Technologie & Rechte

Logo kannst Du die Daten meiner persönlichen Fitness-App einsehen. Oder …

Es sind nicht nur die Dinge, die einem peinlich sind, die man nicht unbedingt mit allen teilen will.

by Orsolya Reich

Ich bin, ehrlich gesagt, in manchen Dingen ein ziemlicher Nerd. Ich protokolliere meine Finanzen, ich habe schöne Ordner für meine Diplome und die Korrespondenz mit der Krankenkasse angelegt, und wenn ich will, kann ich nachschauen, wieviel Sport ich in den letzten 7 Jahren getrieben habe und was an jedem beliebigen Tag mein Körpergewicht war. Wenn ich eine Diät mache, protokolliere ich auch meine Mahlzeiten. Ich mache kein großes Geheimnis aus meinem Privatleben. Ich teile jede Menge Informationen mit Freunden und Bekannten. Und ich schäme mich nicht für meine Finanzen (okay, wahrscheinlich hätte ich im Februar nicht fünfmal in diese kleine Boutique gehen sollen), nicht dafür was und wie ich esse (reden wir bitte nicht von dem großen Glas Nutella letze Woche), und auch nicht für mein Gewicht oder mein Trainingsprogramm. Heißt das, dass ich, wenn ich gefragt würde, kein Problem damit hätte, alle meine Aufzeichnungen öffentlich zu machen?

Nö.

Jetzt heißt es natürlich sofort, dass da was dabei sein muss, wofür ich mich schäme. Wenn nicht, dann hätte ich ja auch kein Problem damit, meine Protokolle zu veröffentlichen. Aber das ist Quatsch. Mensch muss sich nicht für etwas schämen, damit es sein kann, dass er oder sie es nicht teilen wollen.

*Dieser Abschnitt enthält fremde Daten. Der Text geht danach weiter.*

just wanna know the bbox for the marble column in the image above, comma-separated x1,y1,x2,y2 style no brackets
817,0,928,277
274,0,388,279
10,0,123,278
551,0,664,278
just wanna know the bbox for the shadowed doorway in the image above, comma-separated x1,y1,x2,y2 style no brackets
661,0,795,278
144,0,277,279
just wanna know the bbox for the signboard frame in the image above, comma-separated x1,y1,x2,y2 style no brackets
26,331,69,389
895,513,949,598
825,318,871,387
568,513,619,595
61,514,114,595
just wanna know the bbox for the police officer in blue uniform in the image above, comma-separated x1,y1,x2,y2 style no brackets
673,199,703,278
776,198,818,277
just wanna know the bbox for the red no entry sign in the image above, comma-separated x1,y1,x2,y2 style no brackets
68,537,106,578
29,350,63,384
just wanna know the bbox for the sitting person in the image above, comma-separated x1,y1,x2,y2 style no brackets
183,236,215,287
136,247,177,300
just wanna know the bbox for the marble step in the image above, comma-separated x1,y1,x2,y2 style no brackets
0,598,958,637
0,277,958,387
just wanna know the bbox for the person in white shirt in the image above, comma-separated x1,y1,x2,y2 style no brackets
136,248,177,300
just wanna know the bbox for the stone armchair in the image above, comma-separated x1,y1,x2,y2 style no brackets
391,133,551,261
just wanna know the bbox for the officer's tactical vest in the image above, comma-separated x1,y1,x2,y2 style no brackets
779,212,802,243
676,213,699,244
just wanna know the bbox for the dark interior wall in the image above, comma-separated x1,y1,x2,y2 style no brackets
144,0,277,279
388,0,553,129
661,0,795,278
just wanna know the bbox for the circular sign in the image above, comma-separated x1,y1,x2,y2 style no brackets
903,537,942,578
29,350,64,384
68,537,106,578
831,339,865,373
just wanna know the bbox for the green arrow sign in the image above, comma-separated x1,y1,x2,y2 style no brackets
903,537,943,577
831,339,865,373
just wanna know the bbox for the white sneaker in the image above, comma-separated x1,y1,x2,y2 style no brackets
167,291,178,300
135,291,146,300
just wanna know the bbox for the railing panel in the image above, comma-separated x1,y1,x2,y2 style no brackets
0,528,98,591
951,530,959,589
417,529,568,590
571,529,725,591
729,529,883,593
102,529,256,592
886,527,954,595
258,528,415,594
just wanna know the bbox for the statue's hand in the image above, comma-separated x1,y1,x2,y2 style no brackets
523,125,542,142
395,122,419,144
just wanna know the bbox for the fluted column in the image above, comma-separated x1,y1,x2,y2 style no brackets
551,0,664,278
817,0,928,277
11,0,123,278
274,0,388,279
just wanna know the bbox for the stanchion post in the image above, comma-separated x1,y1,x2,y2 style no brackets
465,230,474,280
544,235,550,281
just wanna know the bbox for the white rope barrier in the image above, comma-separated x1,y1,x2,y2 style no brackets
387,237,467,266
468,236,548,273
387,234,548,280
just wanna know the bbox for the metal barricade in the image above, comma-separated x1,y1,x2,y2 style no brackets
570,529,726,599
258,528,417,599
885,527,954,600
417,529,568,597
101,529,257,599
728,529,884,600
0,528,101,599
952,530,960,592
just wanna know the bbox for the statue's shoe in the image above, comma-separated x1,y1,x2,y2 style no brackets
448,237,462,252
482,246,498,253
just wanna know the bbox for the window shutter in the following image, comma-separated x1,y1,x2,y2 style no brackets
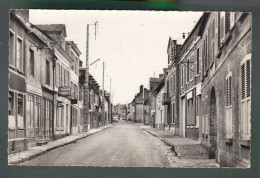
226,78,229,106
241,63,245,99
246,60,251,97
225,12,231,33
220,12,225,43
230,12,235,29
229,76,232,106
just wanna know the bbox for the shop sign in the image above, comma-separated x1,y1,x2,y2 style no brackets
58,86,70,97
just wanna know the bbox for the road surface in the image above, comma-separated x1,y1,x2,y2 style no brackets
21,120,172,167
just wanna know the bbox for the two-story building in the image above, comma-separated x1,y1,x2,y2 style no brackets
65,41,83,134
200,12,252,167
8,10,28,154
178,13,209,140
37,24,73,139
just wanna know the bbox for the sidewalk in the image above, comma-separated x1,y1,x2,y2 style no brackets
8,124,113,165
140,124,220,168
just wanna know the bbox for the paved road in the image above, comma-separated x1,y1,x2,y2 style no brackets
21,121,172,167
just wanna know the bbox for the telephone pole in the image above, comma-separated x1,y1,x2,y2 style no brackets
84,22,98,132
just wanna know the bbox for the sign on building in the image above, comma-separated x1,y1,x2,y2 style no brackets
58,86,70,97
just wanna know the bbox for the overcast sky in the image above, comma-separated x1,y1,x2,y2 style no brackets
29,10,203,105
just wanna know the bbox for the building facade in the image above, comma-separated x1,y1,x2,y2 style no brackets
200,12,252,167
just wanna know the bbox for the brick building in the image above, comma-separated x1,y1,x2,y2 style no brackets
200,12,252,167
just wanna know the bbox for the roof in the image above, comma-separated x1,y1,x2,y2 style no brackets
178,12,210,53
65,41,81,57
36,24,67,37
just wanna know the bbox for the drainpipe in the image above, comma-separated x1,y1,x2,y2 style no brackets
52,56,58,140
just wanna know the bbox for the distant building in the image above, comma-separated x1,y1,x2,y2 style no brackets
132,85,149,124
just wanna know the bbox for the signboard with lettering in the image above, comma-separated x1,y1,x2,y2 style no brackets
58,86,70,97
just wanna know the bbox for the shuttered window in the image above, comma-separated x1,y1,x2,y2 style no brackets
226,72,232,138
241,54,251,139
220,12,225,43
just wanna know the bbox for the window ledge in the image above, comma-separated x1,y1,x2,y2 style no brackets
239,139,251,148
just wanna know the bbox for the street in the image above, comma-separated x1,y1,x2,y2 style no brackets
20,121,172,167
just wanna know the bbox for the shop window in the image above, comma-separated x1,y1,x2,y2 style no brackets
17,94,24,129
26,94,34,128
35,96,41,129
9,31,15,67
226,72,232,138
241,54,251,139
8,92,15,130
8,92,14,116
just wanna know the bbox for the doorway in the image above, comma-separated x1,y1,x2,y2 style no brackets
209,88,217,159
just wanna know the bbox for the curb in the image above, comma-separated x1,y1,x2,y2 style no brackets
9,125,112,165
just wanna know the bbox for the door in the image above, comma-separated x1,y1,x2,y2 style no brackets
182,98,186,137
209,88,217,159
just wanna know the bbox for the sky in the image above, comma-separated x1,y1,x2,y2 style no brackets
29,10,203,105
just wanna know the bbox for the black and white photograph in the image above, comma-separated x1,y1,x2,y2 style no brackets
7,9,252,168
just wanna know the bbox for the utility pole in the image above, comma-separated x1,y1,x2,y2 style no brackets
84,22,98,132
83,24,90,132
102,61,105,125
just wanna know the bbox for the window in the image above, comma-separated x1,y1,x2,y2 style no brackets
196,48,200,75
56,107,59,127
190,55,194,81
9,31,15,66
17,94,24,129
67,71,70,86
241,54,251,139
59,65,62,87
64,68,66,86
181,65,184,87
8,92,14,116
61,66,63,87
220,12,225,43
186,59,189,83
226,72,232,138
17,38,23,72
26,94,34,128
35,96,41,129
29,49,34,76
61,105,64,127
46,60,50,85
56,63,60,87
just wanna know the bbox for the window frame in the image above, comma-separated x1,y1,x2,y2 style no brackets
225,71,233,138
16,35,24,73
240,53,251,140
9,29,16,68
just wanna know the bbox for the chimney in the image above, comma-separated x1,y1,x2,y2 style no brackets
140,85,144,94
159,74,164,78
182,33,185,39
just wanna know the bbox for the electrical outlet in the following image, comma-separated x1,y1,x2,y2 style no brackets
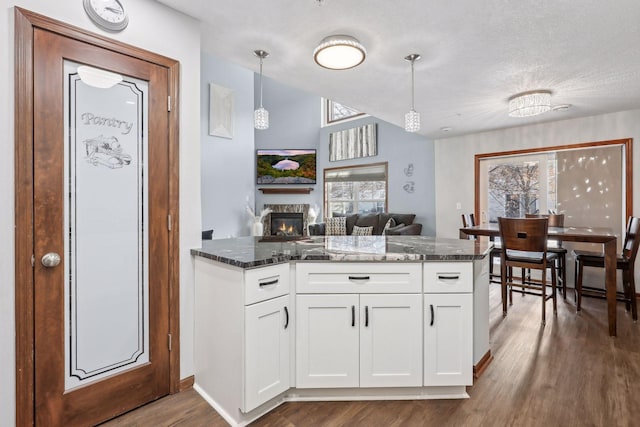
455,202,461,210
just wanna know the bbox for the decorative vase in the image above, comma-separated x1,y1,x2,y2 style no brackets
252,221,264,237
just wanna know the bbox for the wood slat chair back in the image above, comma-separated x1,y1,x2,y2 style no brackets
573,216,639,321
499,217,549,255
524,213,568,299
461,213,476,228
622,216,640,261
498,217,558,325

Denk einfach an Dein Schlafzimmer. Das, was da zwischen zwei Erwachsenen einvernehmlich vor sich geht, ist sicher nichts, wofür man sich schämen müsste. Trotzdem können wir uns alle gut vorstellen, dass es unangenehme Folgen haben könnte, wenn die falschen Leute ein Amateurvideo, dass Mensch aus Spaß mit seiner Partnerin oder seinem Partner gedreht hat, in die Finger bekämen.

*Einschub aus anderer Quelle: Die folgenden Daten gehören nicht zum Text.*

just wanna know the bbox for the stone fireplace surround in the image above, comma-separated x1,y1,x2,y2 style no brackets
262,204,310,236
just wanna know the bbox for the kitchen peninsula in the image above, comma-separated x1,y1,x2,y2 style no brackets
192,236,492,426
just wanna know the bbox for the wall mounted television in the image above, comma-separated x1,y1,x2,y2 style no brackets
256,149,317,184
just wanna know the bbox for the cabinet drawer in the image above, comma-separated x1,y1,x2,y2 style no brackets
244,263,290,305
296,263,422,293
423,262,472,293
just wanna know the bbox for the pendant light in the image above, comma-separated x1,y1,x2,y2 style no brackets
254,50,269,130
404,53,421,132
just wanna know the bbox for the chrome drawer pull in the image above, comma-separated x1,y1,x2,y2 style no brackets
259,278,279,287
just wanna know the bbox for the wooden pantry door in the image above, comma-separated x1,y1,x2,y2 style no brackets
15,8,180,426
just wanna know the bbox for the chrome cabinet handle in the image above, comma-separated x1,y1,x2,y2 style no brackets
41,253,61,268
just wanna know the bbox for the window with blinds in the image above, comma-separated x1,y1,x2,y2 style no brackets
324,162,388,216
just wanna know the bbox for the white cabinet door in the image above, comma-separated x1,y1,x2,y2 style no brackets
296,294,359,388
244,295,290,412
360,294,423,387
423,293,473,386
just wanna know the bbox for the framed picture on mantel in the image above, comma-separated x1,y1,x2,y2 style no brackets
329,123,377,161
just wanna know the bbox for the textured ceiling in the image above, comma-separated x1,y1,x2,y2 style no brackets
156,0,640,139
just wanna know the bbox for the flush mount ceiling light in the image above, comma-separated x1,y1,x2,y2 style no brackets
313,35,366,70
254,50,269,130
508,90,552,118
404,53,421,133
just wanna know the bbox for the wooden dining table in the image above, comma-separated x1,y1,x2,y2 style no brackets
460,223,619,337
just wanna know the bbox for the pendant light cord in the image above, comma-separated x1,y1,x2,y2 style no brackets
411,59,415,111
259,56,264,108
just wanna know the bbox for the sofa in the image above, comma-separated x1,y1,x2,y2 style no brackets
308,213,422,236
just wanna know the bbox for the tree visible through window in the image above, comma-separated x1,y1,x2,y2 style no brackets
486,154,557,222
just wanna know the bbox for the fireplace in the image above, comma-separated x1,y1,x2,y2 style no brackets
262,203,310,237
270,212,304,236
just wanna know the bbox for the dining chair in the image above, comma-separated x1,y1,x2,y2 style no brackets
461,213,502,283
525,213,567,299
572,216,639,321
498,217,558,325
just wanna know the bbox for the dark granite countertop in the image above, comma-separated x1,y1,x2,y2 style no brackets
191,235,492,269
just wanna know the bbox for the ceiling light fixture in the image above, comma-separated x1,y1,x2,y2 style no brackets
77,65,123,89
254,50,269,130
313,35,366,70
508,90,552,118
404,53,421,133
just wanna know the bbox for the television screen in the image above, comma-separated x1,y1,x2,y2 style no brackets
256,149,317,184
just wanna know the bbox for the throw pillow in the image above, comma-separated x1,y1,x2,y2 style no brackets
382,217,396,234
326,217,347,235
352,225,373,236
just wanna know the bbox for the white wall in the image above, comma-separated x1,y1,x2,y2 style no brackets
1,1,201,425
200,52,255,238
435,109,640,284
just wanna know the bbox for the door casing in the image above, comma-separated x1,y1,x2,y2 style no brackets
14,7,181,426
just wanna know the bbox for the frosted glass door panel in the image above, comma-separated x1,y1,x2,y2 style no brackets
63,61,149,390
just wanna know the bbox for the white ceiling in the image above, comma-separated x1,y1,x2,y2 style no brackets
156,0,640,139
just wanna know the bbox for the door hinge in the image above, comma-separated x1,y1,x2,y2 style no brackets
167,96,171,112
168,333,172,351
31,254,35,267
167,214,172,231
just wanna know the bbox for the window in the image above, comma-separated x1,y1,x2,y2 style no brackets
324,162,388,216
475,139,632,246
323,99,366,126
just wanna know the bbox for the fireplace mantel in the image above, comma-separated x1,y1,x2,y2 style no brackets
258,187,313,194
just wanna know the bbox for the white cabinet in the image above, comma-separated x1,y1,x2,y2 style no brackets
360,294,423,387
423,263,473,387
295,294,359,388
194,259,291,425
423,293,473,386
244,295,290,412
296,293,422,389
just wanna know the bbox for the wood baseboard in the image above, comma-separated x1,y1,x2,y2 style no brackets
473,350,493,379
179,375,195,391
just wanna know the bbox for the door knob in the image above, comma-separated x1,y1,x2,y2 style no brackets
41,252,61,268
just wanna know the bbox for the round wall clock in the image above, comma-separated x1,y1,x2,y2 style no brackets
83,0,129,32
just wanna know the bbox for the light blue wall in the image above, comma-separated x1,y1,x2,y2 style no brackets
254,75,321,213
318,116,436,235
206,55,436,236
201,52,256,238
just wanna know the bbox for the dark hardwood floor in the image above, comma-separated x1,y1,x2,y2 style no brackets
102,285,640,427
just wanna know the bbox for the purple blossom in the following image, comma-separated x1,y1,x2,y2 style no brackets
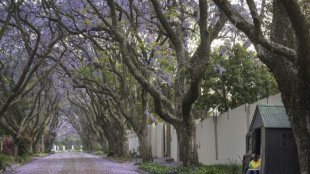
149,57,155,65
214,63,226,75
0,55,5,61
210,16,217,26
224,41,232,48
219,67,226,75
167,1,173,7
254,59,262,68
155,53,162,58
243,40,252,48
220,47,227,55
189,0,198,7
145,38,152,43
183,21,190,28
144,110,158,123
183,44,189,51
144,109,149,115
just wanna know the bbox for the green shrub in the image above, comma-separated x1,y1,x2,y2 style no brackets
138,162,241,174
0,155,12,171
139,162,171,174
225,158,242,174
167,166,200,174
14,155,32,164
165,158,174,163
17,130,32,156
0,154,14,163
196,167,220,174
3,138,14,155
0,154,32,166
93,151,104,155
0,160,11,172
107,150,114,157
32,153,48,157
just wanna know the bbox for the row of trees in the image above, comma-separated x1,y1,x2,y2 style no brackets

Wir teilen diese Welt leider auch mit ziemlich vielen Idioten. Und viele unserer Mitbürger sind zwar selbst keine richtigen Idioten, aber sie glauben und folgen Idioten, wenn diese laut genug blöken. Es ist klar, dass es keine Schande ist, Menschenrechtler zu unterstützen. Aber in einem Land, in dem die Menschen von den Autoritäten gesagt bekommen, dass Menschenrechtsverteidiger Verräter nationaler Interessen sind, würden viele Menschen zu Recht ausflippen, wenn die Regierung Zivilgesellschaftliche Organisationen dazu zwänge, die Namen ihrer Spender zu veröffentlichen. Sie würden befürchten, dass ihre sozialen Beziehungen oder ihre Karriere unter der Veröffentlichung ihres Namens im Zusammenhang mit einer bestimmten Spende leiden würde. Dies gilt insbesondere, wenn sie an Menschenrechtler spenden, die mit unbeliebten Gruppen wie Obdachlosen, Immigranten, Roma oder LGBTQI arbeiten. Und viele von ihnen würden, verständlicherweise, lieber nichts mehr spenden.

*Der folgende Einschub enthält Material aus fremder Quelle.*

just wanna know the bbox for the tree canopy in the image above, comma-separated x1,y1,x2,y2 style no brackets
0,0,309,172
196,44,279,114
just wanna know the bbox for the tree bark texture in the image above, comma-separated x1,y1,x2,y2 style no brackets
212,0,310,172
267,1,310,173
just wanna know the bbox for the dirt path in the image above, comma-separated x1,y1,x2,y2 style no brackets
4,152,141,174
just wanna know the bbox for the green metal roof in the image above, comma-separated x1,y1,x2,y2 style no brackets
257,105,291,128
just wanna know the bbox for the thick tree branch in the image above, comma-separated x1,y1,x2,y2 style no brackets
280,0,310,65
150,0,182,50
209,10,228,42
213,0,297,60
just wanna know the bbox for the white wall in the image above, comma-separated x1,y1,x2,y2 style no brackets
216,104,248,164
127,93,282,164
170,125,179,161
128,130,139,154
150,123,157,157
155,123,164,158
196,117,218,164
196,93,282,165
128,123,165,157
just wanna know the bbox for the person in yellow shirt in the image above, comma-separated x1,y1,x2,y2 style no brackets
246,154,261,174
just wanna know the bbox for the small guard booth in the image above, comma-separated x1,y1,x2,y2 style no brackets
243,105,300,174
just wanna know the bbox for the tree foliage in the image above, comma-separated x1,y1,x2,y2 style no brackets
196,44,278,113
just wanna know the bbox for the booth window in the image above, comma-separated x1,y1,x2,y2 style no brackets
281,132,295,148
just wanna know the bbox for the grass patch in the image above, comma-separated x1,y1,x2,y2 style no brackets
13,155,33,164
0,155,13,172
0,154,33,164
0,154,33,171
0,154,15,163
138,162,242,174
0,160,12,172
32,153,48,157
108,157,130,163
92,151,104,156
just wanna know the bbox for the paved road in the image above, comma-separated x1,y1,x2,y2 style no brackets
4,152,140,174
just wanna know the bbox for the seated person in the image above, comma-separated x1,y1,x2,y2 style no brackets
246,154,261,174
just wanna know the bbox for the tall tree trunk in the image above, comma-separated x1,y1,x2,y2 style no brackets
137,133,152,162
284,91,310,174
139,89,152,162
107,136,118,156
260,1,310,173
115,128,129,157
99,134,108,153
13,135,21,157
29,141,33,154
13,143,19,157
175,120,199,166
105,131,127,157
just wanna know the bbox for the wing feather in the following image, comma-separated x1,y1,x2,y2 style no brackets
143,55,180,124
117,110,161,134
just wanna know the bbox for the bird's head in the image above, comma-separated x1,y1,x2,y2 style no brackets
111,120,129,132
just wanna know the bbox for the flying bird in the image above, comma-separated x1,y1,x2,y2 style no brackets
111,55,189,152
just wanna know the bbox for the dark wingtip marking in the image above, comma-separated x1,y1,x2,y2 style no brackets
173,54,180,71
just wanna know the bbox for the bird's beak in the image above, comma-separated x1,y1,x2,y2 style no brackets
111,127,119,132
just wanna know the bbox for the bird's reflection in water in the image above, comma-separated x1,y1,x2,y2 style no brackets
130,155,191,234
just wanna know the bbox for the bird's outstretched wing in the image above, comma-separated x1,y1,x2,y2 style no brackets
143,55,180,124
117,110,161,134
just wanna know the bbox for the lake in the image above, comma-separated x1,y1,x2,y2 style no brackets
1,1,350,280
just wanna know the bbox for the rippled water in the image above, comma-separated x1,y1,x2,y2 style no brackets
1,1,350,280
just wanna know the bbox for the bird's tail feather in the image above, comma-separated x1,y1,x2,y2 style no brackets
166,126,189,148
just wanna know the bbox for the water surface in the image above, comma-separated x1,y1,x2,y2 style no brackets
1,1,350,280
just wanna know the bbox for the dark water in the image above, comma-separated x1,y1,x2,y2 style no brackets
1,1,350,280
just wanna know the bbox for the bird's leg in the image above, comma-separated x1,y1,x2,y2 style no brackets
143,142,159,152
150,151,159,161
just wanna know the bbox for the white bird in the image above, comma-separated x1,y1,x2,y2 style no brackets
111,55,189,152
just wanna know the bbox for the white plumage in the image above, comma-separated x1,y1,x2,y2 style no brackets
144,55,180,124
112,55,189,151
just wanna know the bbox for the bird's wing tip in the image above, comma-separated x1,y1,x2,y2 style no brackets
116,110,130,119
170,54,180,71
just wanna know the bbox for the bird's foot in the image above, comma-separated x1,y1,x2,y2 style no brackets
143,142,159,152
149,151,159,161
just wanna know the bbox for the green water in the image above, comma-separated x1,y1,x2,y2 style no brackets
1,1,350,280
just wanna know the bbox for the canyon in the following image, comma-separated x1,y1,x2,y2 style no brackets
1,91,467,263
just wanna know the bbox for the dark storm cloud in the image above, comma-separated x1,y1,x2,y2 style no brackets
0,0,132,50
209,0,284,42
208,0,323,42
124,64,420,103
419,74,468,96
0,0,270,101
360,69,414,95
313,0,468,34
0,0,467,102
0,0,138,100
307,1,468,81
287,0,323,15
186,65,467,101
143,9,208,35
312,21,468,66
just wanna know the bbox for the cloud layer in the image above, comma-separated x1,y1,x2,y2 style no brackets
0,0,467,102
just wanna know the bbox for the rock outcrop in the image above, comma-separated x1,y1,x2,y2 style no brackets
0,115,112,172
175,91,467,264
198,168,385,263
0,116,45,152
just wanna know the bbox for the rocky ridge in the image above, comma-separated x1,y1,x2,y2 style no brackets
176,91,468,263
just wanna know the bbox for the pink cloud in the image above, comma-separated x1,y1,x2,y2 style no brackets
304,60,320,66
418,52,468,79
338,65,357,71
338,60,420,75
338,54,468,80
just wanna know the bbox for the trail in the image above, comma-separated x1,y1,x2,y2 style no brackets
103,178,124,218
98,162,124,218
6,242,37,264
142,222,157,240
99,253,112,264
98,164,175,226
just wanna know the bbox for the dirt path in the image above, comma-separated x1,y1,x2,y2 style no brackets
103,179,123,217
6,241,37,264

Wenn also einige Regierungen behaupten, dass Menschen, die nichts Schändliches tun, sich nicht davor fürchten müssten, dies auch öffentlich zu tun und dass sich niemand anders verhalten würde, wenn es keine Privatsphäre gäbe, dann ist das einfach gelogen. Wenn Regierungen Menschenrechtler zwingen, die Namen ihrer privaten Spender zu veröffentlichen, dann greifen sie tatsächlich das Recht an, ganz privat Mitgefühl zu zeigen. Ihr Ziel ist, dass die Menschen weniger spenden, damit Menschenrechtler weniger Geld haben, um sich für die Rechte der Menschen einzusetzen.

Ach übrigens, hier ist ein Link zum Protokoll meiner Lieblings- Fitness-App.